Samedi, les abords de la conférence du parti travailliste gallois à Llandudno ont été le théâtre d’une manifestation peu ordinaire. Environ 200 agriculteurs, accompagnés de leurs fidèles tracteurs et autres véhicules agricoles, se sont rassemblés pour exprimer leur mécontentement face à la nouvelle taxe sur la succession des propriétés agricoles annoncée par le gouvernement le mois dernier. L’atmosphère était tendue et les slogans sans équivoque : “Les taxes des travaillistes = pénurie alimentaire”, pouvait-on lire sur les pancartes brandies par les manifestants.
Une Taxe Qui Passe Mal
Au cœur de la polémique, la taxe sur la succession présentée par le gouvernement travailliste lors de son premier budget depuis son arrivée au pouvoir en juillet. Cette mesure controversée prévoit de taxer les exploitations agricoles d’une valeur supérieure à un million de livres sterling, soit environ 1,20 million d’euros.
Si le Trésor assure que la plupart des agriculteurs, environ les trois quarts, ne seront pas concernés, les principaux intéressés s’appuient eux sur des chiffres du ministère des Affaires rurales selon lesquels 66% des entreprises agricoles dépasseraient ce fameux seuil du million de livres. De quoi semer le trouble et la colère dans le monde agricole gallois et britannique.
Keir Starmer Interpellé
Présent à la conférence du parti travailliste gallois, le Premier ministre Keir Starmer a soigneusement évité le sujet épineux de la taxe dans son discours. Il s’est contenté d’affirmer qu’il défendrait “les décisions difficiles” prises par son gouvernement “pour stabiliser l’économie”. Une déclaration qui n’a visiblement pas convaincu les agriculteurs, bien décidés à se faire entendre.
Les manifestants ont d’ailleurs prévu de remettre une lettre au dirigeant, commençant par les mots “Ne mordez pas la main qui vous nourrit”. Un message on ne peut plus clair, reflétant l’inquiétude et l’exaspération de toute une profession qui se sent menacée.

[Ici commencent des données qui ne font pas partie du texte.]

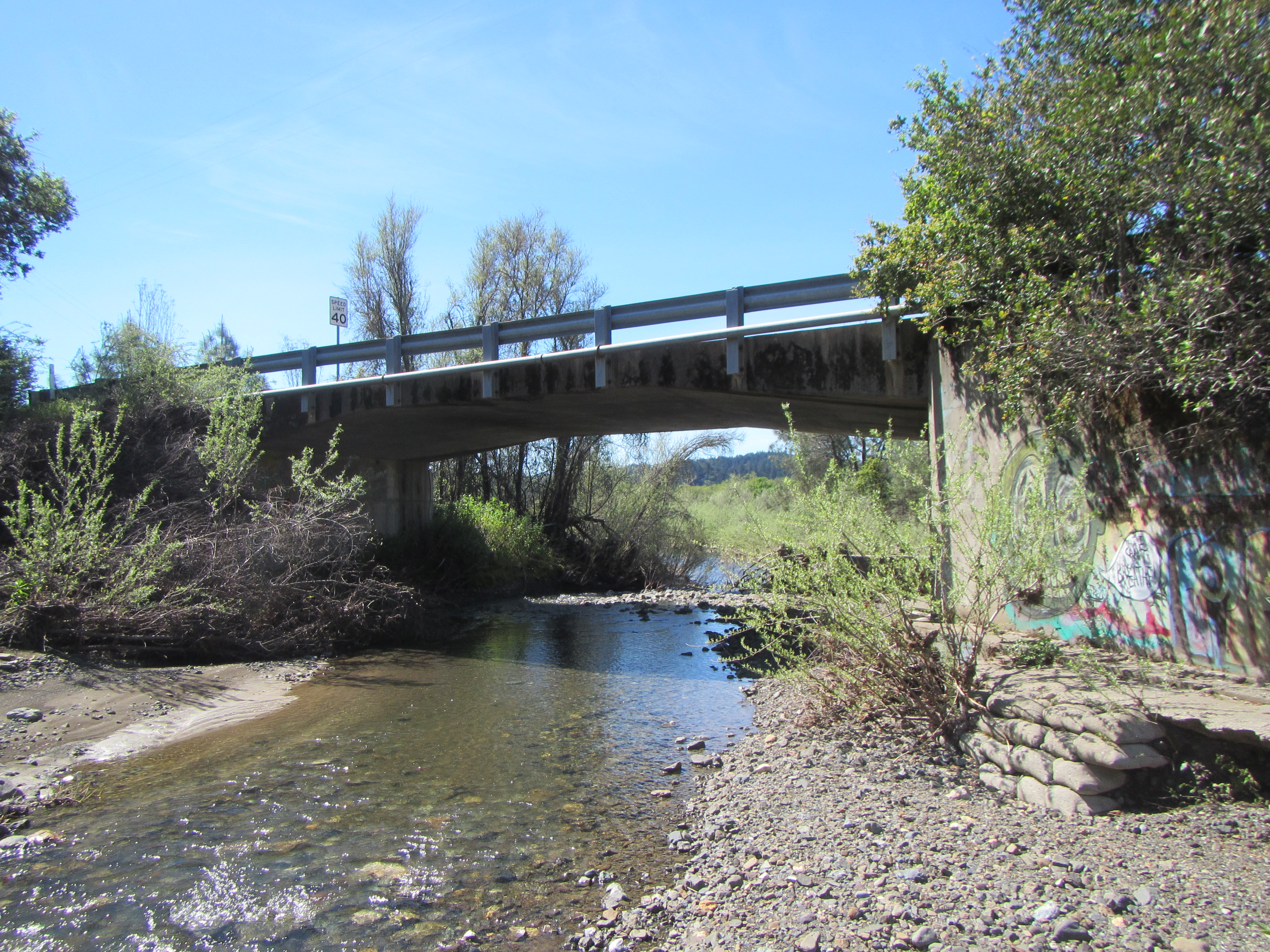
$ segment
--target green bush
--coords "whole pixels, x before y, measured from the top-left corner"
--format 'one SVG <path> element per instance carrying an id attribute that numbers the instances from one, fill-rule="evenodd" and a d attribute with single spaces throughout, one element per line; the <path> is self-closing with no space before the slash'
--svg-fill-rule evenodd
<path id="1" fill-rule="evenodd" d="M 18 484 L 3 519 L 13 536 L 4 571 L 10 602 L 140 604 L 156 592 L 175 546 L 138 519 L 150 489 L 114 500 L 121 444 L 119 420 L 107 429 L 100 413 L 76 407 L 48 446 L 47 479 Z"/>
<path id="2" fill-rule="evenodd" d="M 542 527 L 497 499 L 438 505 L 422 529 L 382 539 L 378 559 L 420 580 L 462 589 L 505 589 L 558 571 Z"/>
<path id="3" fill-rule="evenodd" d="M 1049 668 L 1062 654 L 1062 646 L 1052 638 L 1029 638 L 1015 645 L 1010 660 L 1015 668 Z"/>
<path id="4" fill-rule="evenodd" d="M 902 440 L 880 453 L 894 485 L 928 467 Z M 925 721 L 955 737 L 974 699 L 984 636 L 1027 593 L 1069 585 L 1083 565 L 1055 555 L 1069 503 L 1031 487 L 1011 495 L 982 459 L 926 487 L 897 518 L 831 466 L 794 489 L 790 532 L 766 539 L 768 605 L 747 621 L 785 666 L 810 674 L 836 704 Z"/>

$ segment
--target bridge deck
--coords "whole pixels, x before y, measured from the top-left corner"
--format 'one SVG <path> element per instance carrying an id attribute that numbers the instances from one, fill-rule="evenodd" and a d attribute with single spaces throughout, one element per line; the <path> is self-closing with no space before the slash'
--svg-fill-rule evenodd
<path id="1" fill-rule="evenodd" d="M 726 372 L 723 340 L 663 343 L 607 358 L 517 363 L 481 374 L 456 367 L 385 386 L 378 378 L 324 385 L 305 401 L 267 400 L 265 448 L 296 452 L 343 426 L 342 451 L 372 459 L 439 459 L 547 437 L 761 426 L 782 429 L 781 404 L 813 433 L 893 428 L 917 437 L 927 421 L 928 341 L 898 327 L 898 359 L 881 359 L 880 324 L 747 338 L 740 373 Z M 391 404 L 389 391 L 392 391 Z"/>

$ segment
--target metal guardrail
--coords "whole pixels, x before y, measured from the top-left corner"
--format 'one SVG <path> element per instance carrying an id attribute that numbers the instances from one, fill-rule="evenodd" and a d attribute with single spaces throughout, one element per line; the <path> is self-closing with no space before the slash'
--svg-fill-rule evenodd
<path id="1" fill-rule="evenodd" d="M 729 327 L 742 326 L 744 315 L 749 311 L 850 301 L 851 292 L 857 284 L 857 281 L 846 274 L 829 274 L 823 278 L 737 287 L 728 291 L 711 291 L 705 294 L 558 314 L 550 317 L 495 321 L 479 327 L 434 330 L 427 334 L 399 335 L 384 340 L 358 340 L 352 344 L 311 347 L 306 350 L 287 350 L 253 357 L 251 369 L 260 373 L 298 369 L 301 383 L 306 385 L 318 382 L 319 367 L 338 363 L 384 360 L 385 371 L 396 373 L 401 369 L 401 358 L 405 355 L 480 348 L 484 358 L 491 360 L 497 359 L 498 348 L 504 344 L 550 340 L 579 334 L 594 334 L 597 344 L 610 344 L 615 330 L 646 327 L 672 321 L 691 321 L 698 317 L 726 317 Z"/>
<path id="2" fill-rule="evenodd" d="M 743 327 L 745 314 L 753 311 L 770 311 L 781 307 L 799 307 L 806 305 L 822 305 L 833 301 L 850 301 L 859 286 L 859 281 L 848 278 L 846 274 L 828 274 L 820 278 L 803 278 L 801 281 L 786 281 L 775 284 L 756 284 L 751 287 L 735 287 L 726 291 L 711 291 L 704 294 L 687 294 L 685 297 L 669 297 L 660 301 L 643 301 L 634 305 L 615 305 L 598 307 L 591 311 L 574 311 L 572 314 L 558 314 L 549 317 L 528 317 L 518 321 L 494 321 L 478 327 L 460 327 L 455 330 L 436 330 L 425 334 L 398 335 L 395 338 L 380 340 L 357 340 L 351 344 L 333 344 L 329 347 L 310 347 L 304 350 L 286 350 L 276 354 L 255 354 L 249 358 L 231 360 L 231 364 L 241 366 L 250 360 L 253 371 L 258 373 L 276 373 L 278 371 L 300 371 L 300 387 L 286 387 L 286 392 L 305 390 L 318 386 L 318 368 L 333 364 L 358 363 L 364 360 L 382 360 L 384 377 L 400 380 L 406 374 L 401 373 L 401 358 L 406 355 L 437 354 L 453 350 L 480 349 L 483 360 L 480 363 L 465 364 L 474 371 L 481 369 L 486 374 L 484 387 L 485 396 L 490 396 L 491 371 L 486 364 L 499 363 L 508 366 L 509 360 L 526 358 L 498 359 L 498 348 L 505 344 L 519 344 L 533 340 L 550 340 L 554 338 L 578 336 L 593 334 L 594 348 L 587 350 L 605 350 L 615 347 L 612 333 L 615 330 L 629 330 L 631 327 L 646 327 L 657 324 L 669 324 L 673 321 L 691 321 L 701 317 L 726 317 L 726 327 Z M 853 312 L 855 314 L 855 312 Z M 878 316 L 874 311 L 861 311 L 861 315 Z M 866 320 L 866 319 L 861 319 Z M 843 322 L 829 321 L 829 322 Z M 796 324 L 796 322 L 795 322 Z M 798 329 L 790 322 L 781 322 L 789 330 Z M 751 329 L 748 334 L 773 333 L 777 324 L 763 324 Z M 799 325 L 804 326 L 804 325 Z M 814 326 L 814 325 L 805 325 Z M 726 334 L 728 338 L 728 372 L 739 371 L 740 338 L 747 331 Z M 711 331 L 706 336 L 687 335 L 681 340 L 693 338 L 709 340 L 718 339 L 720 334 Z M 653 341 L 643 340 L 632 343 L 632 347 L 646 347 Z M 626 345 L 621 345 L 626 347 Z M 560 354 L 578 355 L 577 350 L 558 352 Z M 545 355 L 544 355 L 545 357 Z M 535 358 L 536 359 L 536 358 Z M 453 368 L 442 368 L 451 371 Z M 410 376 L 423 373 L 414 372 Z M 353 381 L 342 381 L 343 386 L 349 383 L 367 383 L 376 377 L 357 377 Z M 321 387 L 338 386 L 339 383 L 324 383 Z M 603 362 L 596 366 L 596 385 L 605 386 Z M 93 386 L 93 385 L 89 385 Z M 77 388 L 76 388 L 77 390 Z M 271 390 L 269 393 L 283 392 Z M 30 401 L 47 401 L 56 399 L 51 391 L 32 391 Z"/>
<path id="3" fill-rule="evenodd" d="M 715 330 L 702 330 L 695 334 L 676 334 L 665 338 L 645 338 L 643 340 L 629 340 L 622 344 L 597 344 L 594 347 L 577 348 L 573 350 L 552 350 L 545 354 L 531 354 L 528 357 L 504 357 L 493 360 L 478 360 L 474 363 L 451 364 L 448 367 L 428 367 L 422 371 L 405 371 L 398 373 L 384 373 L 373 377 L 351 377 L 342 381 L 326 381 L 324 383 L 301 383 L 295 387 L 281 387 L 278 390 L 265 390 L 260 396 L 274 399 L 279 396 L 300 396 L 300 410 L 306 413 L 310 409 L 310 396 L 329 390 L 348 387 L 382 386 L 385 388 L 385 402 L 395 406 L 399 400 L 398 385 L 429 377 L 452 376 L 455 373 L 471 373 L 481 376 L 481 396 L 485 399 L 494 396 L 494 373 L 511 367 L 523 367 L 528 364 L 546 364 L 559 360 L 572 360 L 578 357 L 596 358 L 596 386 L 607 385 L 607 360 L 613 354 L 627 350 L 641 350 L 649 347 L 665 344 L 691 344 L 706 340 L 728 341 L 728 373 L 738 373 L 739 345 L 744 338 L 758 338 L 768 334 L 781 334 L 796 330 L 814 330 L 817 327 L 836 327 L 848 324 L 881 324 L 881 357 L 884 360 L 894 360 L 898 352 L 898 326 L 900 317 L 921 317 L 922 315 L 907 314 L 900 307 L 888 308 L 885 314 L 876 307 L 862 311 L 842 311 L 841 314 L 824 314 L 815 317 L 795 317 L 787 321 L 771 321 L 768 324 L 752 324 L 747 326 L 718 327 Z M 735 347 L 735 355 L 734 355 Z"/>

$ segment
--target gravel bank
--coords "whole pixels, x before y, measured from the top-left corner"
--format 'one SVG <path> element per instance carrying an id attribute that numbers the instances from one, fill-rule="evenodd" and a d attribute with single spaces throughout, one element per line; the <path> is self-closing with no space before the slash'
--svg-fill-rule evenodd
<path id="1" fill-rule="evenodd" d="M 673 887 L 574 947 L 620 949 L 639 924 L 672 952 L 1270 949 L 1261 805 L 1063 819 L 937 746 L 817 726 L 790 682 L 743 689 L 758 731 L 695 770 Z"/>
<path id="2" fill-rule="evenodd" d="M 56 800 L 88 764 L 267 713 L 318 659 L 177 668 L 0 654 L 0 814 Z M 9 821 L 5 821 L 9 824 Z M 13 824 L 9 824 L 13 826 Z M 0 830 L 4 833 L 4 830 Z"/>

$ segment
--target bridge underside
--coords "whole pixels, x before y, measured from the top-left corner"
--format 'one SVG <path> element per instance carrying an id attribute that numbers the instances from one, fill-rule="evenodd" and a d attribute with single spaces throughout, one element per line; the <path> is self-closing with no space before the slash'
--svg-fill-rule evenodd
<path id="1" fill-rule="evenodd" d="M 547 437 L 762 426 L 782 429 L 781 404 L 812 433 L 890 426 L 917 437 L 927 423 L 928 341 L 899 326 L 898 359 L 881 359 L 878 324 L 748 338 L 740 373 L 726 373 L 724 341 L 650 345 L 607 358 L 596 387 L 594 357 L 502 368 L 494 396 L 480 372 L 385 385 L 349 381 L 309 397 L 267 400 L 264 446 L 293 453 L 343 426 L 340 451 L 363 459 L 442 459 Z M 387 399 L 394 387 L 392 401 Z"/>

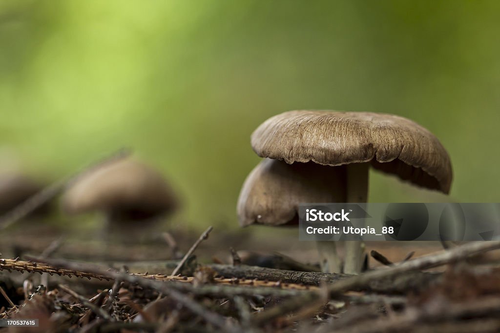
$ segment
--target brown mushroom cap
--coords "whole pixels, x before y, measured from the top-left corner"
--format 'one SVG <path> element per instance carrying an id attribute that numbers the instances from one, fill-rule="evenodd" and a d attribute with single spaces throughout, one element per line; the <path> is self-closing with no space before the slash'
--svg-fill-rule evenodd
<path id="1" fill-rule="evenodd" d="M 125 159 L 84 175 L 62 198 L 70 214 L 101 210 L 124 219 L 141 219 L 173 211 L 177 205 L 164 178 L 148 166 Z"/>
<path id="2" fill-rule="evenodd" d="M 250 173 L 238 198 L 240 224 L 292 224 L 298 204 L 344 202 L 346 169 L 310 162 L 288 165 L 266 158 Z M 314 175 L 312 177 L 311 175 Z"/>
<path id="3" fill-rule="evenodd" d="M 42 190 L 40 184 L 17 173 L 0 175 L 0 214 L 6 213 Z"/>
<path id="4" fill-rule="evenodd" d="M 450 157 L 438 138 L 392 114 L 290 111 L 261 124 L 252 134 L 252 145 L 260 156 L 288 163 L 369 162 L 376 169 L 446 194 L 452 178 Z"/>

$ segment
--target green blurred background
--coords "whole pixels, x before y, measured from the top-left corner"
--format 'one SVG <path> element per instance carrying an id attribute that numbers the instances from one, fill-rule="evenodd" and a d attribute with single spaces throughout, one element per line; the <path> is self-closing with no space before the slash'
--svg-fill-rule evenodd
<path id="1" fill-rule="evenodd" d="M 448 150 L 451 198 L 372 173 L 372 202 L 498 202 L 500 1 L 0 2 L 0 149 L 56 179 L 122 146 L 178 223 L 237 228 L 252 132 L 296 109 L 394 113 Z"/>

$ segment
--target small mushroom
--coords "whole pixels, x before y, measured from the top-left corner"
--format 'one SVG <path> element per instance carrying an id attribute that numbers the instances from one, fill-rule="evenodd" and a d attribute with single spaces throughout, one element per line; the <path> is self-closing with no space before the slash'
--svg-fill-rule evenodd
<path id="1" fill-rule="evenodd" d="M 238 203 L 242 226 L 290 223 L 300 203 L 366 202 L 370 165 L 446 194 L 452 183 L 450 157 L 438 138 L 394 115 L 288 111 L 261 124 L 252 134 L 252 145 L 273 162 L 264 160 L 245 181 Z M 326 258 L 324 269 L 340 272 L 334 243 L 318 246 Z M 360 242 L 347 242 L 345 273 L 360 272 L 364 247 Z"/>
<path id="2" fill-rule="evenodd" d="M 64 194 L 62 206 L 70 214 L 102 212 L 106 227 L 119 232 L 124 223 L 137 226 L 173 212 L 178 201 L 159 172 L 124 159 L 84 175 Z"/>
<path id="3" fill-rule="evenodd" d="M 43 189 L 42 184 L 17 172 L 0 174 L 0 215 L 6 214 Z M 44 205 L 34 213 L 46 211 Z"/>

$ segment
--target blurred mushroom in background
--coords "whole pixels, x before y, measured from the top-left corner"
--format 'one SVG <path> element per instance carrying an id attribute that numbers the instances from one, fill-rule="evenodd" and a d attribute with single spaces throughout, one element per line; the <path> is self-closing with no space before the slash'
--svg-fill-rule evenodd
<path id="1" fill-rule="evenodd" d="M 296 222 L 300 203 L 367 202 L 370 166 L 445 194 L 451 187 L 451 161 L 439 140 L 394 115 L 290 111 L 262 123 L 251 141 L 258 155 L 272 159 L 244 184 L 238 205 L 242 226 Z M 336 242 L 318 245 L 323 270 L 340 273 Z M 349 241 L 345 248 L 344 273 L 360 273 L 364 244 Z"/>
<path id="2" fill-rule="evenodd" d="M 43 185 L 30 177 L 16 172 L 0 173 L 0 215 L 8 213 L 43 189 Z M 30 216 L 40 216 L 48 211 L 44 205 Z"/>
<path id="3" fill-rule="evenodd" d="M 132 159 L 110 162 L 84 174 L 63 195 L 70 215 L 102 213 L 104 237 L 136 239 L 178 207 L 174 191 L 157 170 Z M 146 228 L 146 229 L 145 229 Z"/>

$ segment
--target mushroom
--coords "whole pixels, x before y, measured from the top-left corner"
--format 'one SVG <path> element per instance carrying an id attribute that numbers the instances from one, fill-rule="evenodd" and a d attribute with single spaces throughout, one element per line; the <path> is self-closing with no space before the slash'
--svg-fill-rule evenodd
<path id="1" fill-rule="evenodd" d="M 370 165 L 446 194 L 452 183 L 450 157 L 438 138 L 394 115 L 288 111 L 262 124 L 252 145 L 273 162 L 264 160 L 245 181 L 238 203 L 242 226 L 290 223 L 300 203 L 366 202 Z M 334 242 L 318 248 L 324 270 L 340 272 Z M 362 242 L 346 243 L 345 273 L 360 271 L 364 248 Z"/>
<path id="2" fill-rule="evenodd" d="M 43 189 L 42 185 L 28 176 L 18 172 L 0 174 L 0 215 L 6 214 Z M 47 211 L 44 205 L 34 213 Z"/>
<path id="3" fill-rule="evenodd" d="M 70 214 L 102 212 L 106 228 L 120 231 L 124 223 L 132 227 L 173 212 L 178 201 L 159 172 L 128 159 L 84 174 L 64 194 L 62 206 Z"/>

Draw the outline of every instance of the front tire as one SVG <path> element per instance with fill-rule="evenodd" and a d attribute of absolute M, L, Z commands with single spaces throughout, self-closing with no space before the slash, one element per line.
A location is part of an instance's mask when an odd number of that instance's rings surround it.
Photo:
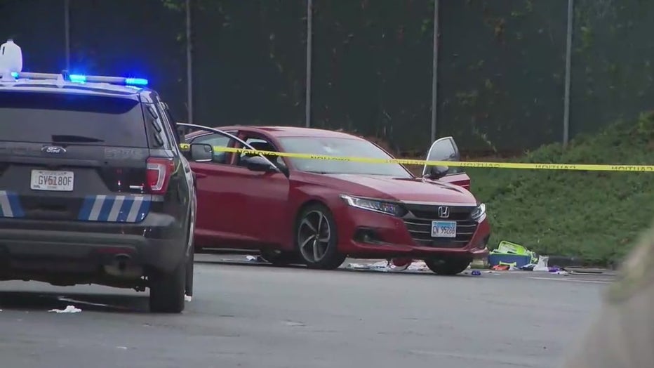
<path fill-rule="evenodd" d="M 425 259 L 425 264 L 436 275 L 453 276 L 465 271 L 472 258 L 469 257 L 443 257 Z"/>
<path fill-rule="evenodd" d="M 300 213 L 295 224 L 295 247 L 309 268 L 335 270 L 345 261 L 338 249 L 336 223 L 329 209 L 312 204 Z"/>

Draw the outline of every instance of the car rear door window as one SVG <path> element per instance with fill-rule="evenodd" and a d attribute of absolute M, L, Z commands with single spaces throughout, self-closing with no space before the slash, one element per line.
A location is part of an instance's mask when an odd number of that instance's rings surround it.
<path fill-rule="evenodd" d="M 147 147 L 138 100 L 60 93 L 0 92 L 0 140 Z"/>

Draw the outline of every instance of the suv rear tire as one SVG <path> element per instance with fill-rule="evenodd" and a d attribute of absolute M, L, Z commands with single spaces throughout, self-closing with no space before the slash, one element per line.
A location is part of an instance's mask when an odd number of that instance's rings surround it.
<path fill-rule="evenodd" d="M 186 294 L 187 261 L 171 272 L 156 272 L 150 277 L 150 312 L 181 313 Z"/>
<path fill-rule="evenodd" d="M 436 275 L 453 276 L 466 270 L 472 258 L 470 257 L 443 257 L 425 259 L 425 264 Z"/>

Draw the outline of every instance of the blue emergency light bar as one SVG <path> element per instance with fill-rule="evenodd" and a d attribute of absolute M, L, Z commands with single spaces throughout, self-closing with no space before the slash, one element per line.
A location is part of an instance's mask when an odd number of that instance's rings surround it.
<path fill-rule="evenodd" d="M 135 86 L 145 87 L 147 86 L 148 81 L 145 78 L 126 78 L 123 77 L 105 77 L 101 75 L 82 75 L 55 73 L 17 73 L 13 72 L 11 76 L 14 78 L 25 78 L 28 79 L 62 79 L 69 80 L 73 83 L 108 83 L 110 84 L 122 84 L 124 86 Z"/>

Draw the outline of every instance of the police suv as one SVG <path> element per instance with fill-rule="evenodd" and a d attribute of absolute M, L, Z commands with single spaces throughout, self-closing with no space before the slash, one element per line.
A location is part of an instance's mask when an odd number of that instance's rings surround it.
<path fill-rule="evenodd" d="M 196 199 L 166 105 L 145 79 L 22 68 L 0 46 L 0 280 L 147 287 L 182 312 Z"/>

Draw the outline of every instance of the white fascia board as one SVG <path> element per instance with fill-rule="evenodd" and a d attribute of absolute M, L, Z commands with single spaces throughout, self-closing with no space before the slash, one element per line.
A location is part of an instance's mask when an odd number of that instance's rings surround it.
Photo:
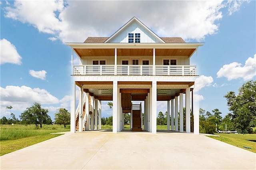
<path fill-rule="evenodd" d="M 204 43 L 72 43 L 66 44 L 73 49 L 144 48 L 193 49 L 203 46 Z"/>

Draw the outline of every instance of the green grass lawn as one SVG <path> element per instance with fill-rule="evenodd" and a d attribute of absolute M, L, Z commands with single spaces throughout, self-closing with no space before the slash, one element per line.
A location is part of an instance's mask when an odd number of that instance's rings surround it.
<path fill-rule="evenodd" d="M 218 133 L 220 137 L 209 136 L 225 143 L 256 153 L 256 134 L 235 134 L 234 133 Z M 247 149 L 244 146 L 251 148 Z"/>
<path fill-rule="evenodd" d="M 70 131 L 70 126 L 43 125 L 36 128 L 34 125 L 0 125 L 0 156 L 50 139 L 62 134 L 51 133 Z"/>

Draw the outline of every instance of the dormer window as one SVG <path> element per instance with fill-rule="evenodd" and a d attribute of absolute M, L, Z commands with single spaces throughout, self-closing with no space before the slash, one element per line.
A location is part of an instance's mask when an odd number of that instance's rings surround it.
<path fill-rule="evenodd" d="M 128 42 L 129 43 L 140 43 L 140 33 L 135 33 L 135 36 L 134 33 L 128 33 Z"/>

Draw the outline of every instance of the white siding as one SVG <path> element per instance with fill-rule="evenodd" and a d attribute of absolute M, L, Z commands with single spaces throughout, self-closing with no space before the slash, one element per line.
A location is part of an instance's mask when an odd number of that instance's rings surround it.
<path fill-rule="evenodd" d="M 124 29 L 121 32 L 116 35 L 110 43 L 128 43 L 128 33 L 140 33 L 141 43 L 160 43 L 153 34 L 144 29 L 144 27 L 134 21 Z"/>

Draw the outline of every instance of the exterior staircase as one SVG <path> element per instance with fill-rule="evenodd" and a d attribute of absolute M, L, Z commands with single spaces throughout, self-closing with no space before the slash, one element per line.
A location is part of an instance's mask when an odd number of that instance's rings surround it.
<path fill-rule="evenodd" d="M 132 105 L 132 131 L 141 132 L 141 103 Z"/>
<path fill-rule="evenodd" d="M 132 96 L 131 93 L 122 93 L 121 98 L 123 113 L 131 113 L 132 109 Z"/>

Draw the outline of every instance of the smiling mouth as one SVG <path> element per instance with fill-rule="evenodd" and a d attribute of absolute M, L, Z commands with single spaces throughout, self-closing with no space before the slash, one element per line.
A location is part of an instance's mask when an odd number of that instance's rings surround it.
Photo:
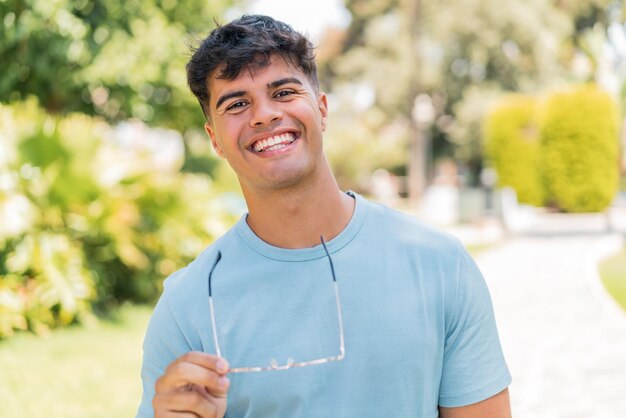
<path fill-rule="evenodd" d="M 256 141 L 250 146 L 254 152 L 267 152 L 283 149 L 292 144 L 296 140 L 296 134 L 293 132 L 286 132 L 281 135 L 276 135 L 271 138 L 261 139 Z"/>

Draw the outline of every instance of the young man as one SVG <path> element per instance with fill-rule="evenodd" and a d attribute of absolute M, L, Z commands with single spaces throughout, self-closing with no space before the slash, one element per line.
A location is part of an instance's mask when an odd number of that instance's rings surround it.
<path fill-rule="evenodd" d="M 483 278 L 461 244 L 343 193 L 313 48 L 243 16 L 187 66 L 249 212 L 172 275 L 140 417 L 510 417 Z"/>

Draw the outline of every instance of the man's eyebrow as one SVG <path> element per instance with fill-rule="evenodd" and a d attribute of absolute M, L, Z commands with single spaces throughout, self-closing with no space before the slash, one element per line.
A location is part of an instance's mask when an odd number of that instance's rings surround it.
<path fill-rule="evenodd" d="M 224 103 L 228 99 L 232 99 L 233 97 L 242 97 L 245 96 L 246 92 L 243 90 L 231 91 L 230 93 L 226 93 L 223 96 L 220 96 L 217 99 L 217 103 L 215 103 L 215 108 L 219 109 L 222 103 Z"/>
<path fill-rule="evenodd" d="M 302 81 L 298 80 L 295 77 L 285 77 L 285 78 L 281 78 L 280 80 L 267 83 L 267 88 L 275 89 L 276 87 L 280 87 L 283 84 L 290 84 L 290 83 L 302 85 Z"/>

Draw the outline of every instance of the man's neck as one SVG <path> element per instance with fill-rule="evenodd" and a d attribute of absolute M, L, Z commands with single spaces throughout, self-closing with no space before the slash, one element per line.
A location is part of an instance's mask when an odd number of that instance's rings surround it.
<path fill-rule="evenodd" d="M 306 186 L 271 192 L 244 191 L 247 222 L 254 233 L 281 248 L 309 248 L 330 241 L 348 225 L 355 201 L 329 178 Z"/>

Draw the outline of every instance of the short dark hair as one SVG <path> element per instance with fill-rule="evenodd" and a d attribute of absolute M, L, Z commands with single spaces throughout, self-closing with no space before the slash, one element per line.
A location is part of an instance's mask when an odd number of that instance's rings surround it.
<path fill-rule="evenodd" d="M 234 80 L 244 70 L 269 65 L 272 54 L 288 60 L 319 89 L 314 46 L 291 26 L 262 15 L 244 15 L 226 25 L 218 24 L 187 63 L 187 83 L 207 119 L 209 76 L 222 66 L 216 77 Z"/>

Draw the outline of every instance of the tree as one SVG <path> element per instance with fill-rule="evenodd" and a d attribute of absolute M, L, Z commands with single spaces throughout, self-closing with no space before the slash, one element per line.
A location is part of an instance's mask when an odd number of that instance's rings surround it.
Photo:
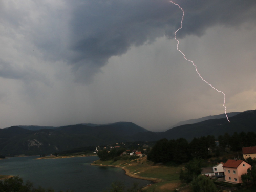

“Une Industrie Déjà à Genoux”
Pour Gareth Wyn Jones, agriculteur et YouTuber gallois, le gouvernement est tout simplement “en train de détruire une industrie qui est déjà à genoux”. Interviewé par Sky News, il a lancé un appel à l’aide :
Nous avons besoin du soutien du gouvernement, pas de plus d’entraves, afin de pouvoir produire des denrées alimentaires pour nourrir la nation.
Un cri du cœur qui en dit long sur le malaise ambiant. Les agriculteurs du Royaume-Uni ne comptent d’ailleurs pas en rester là. Une grande manifestation est prévue mardi à Londres, preuve s’il en fallait que la mobilisation ne faiblit pas.
L’Avenir de l’Agriculture Britannique en Question
Au-delà de l’aspect fiscal, c’est toute la question de la pérennité et de la transmission des exploitations agricoles qui est posée. Avec cette nouvelle taxe, de nombreux agriculteurs craignent de ne plus pouvoir léguer leur outil de travail à leurs enfants, mettant en péril la survie de fermes souvent transmises de génération en génération.
La manifestation de samedi n’est que la partie émergée d’un profond malaise qui touche le monde agricole britannique. Entre Brexit, pandémie, guerre en Ukraine et inflation galopante, les agriculteurs font face à des défis sans précédent. Beaucoup ont le sentiment d’être les grands oubliés, sacrifiés sur l’autel de décisions politiques et économiques qui les dépassent.
Le gouvernement de Keir Starmer saura-t-il entendre la détresse de ces hommes et de ces femmes qui nourrissent le pays ? La balle est désormais dans son camp. Les semaines et les mois à venir seront décisifs pour l’avenir de l’agriculture britannique et de ceux qui la font vivre, souvent dans l’ombre et la difficulté. Une chose est sûre : les tracteurs de la colère sont loin d’avoir fini de vrombir.